Salí afuera a averiguar y descubrí la causa. A cien metros, sin que yo supiera,
se había instalado una sub-seccional que organizaba bailes los fines de semana
con una monstruosa batería de 24 altavoces todos juntos en un mueble enorme,
negro y macizo como debe ser el guardarropas del diablo, y un disc-jockey
verborragico hasta la locura. La puse en venta
- concluyo don Doroteo, tristemente.
Le
recordé que ese no era su único sueño, y que siempre hablaba de subirse a su
cochecito y conocer el país. "Turismo interno" - decía con aire patriótico.
"Tengo el cochecito - me respondió
- pera mi señora no quiere que maneje hasta que aclaremos que la luz roja es
para pasar y la verde para detenerse. En mis tiempos no había esos artilugios
estúpidos. Se tocaba la bocina en cada esquina y ya está.
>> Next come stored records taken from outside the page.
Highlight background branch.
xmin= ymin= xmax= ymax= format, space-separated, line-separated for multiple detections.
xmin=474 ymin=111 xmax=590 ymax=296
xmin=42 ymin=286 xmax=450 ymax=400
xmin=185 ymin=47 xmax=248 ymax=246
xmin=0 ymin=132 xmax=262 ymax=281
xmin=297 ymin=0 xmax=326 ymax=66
Ya no salimas ni a la
ciudad desde aquel día en que vi un pingüino en una acera, y le comenté a mi
señora a quien se le antojaba criar pingüinos en nuestro clima. No comprendí la
alarma que se dibujo en su rostro, pues se quedo callada hasta que llegamos a
casa y me aclaro que el pingüino - no era pingüino, sino una monja. Crea que debo
hacerme revisar la vista"
De
mucho tiempo atrás, le conocía mue aficionado a la fotografía, y para cuando
"me jubile.." había instalado
hasta un laboratorio en un trascuarto de su casa. Cuando se lo recordé su vieja
cara dibujo el máximo de la frustración,
cuando me decía que "tengo una maquina japonesa que hace todo,
enfoca, mide la distancia, calcula la luz, encuadra, toma en profundidad, hace
toda solita. Pero se olvidaron de algo importante: que el fotógrafo use lentes.
Si me saco los lentes, no vea un cuerno por la ventanita. Si me los pongo, la
ventanita se agranda hasta parecer la puerta de una catedral. Dejé el asunto
desde que quise fotografiar un árbol y me salió un pájaro en el cielo. Además,
el gato de mi señora se metió en el laboratorio, encontró una taza y bebió lo
que había en la taza. Lástima que era acido. Murió y quedo todo duro. Nunca he visto
un gato que se embalsama solo. Regalé el laboratorio."
Se
fue alejando, algo encorvado, quizás por él peso de los anhelos soñados e
incumplidos, porque parece que existe cierta Ley de Murphy por la cual al
jubilarse cesan todas las obligaciones menos la de aburrirse.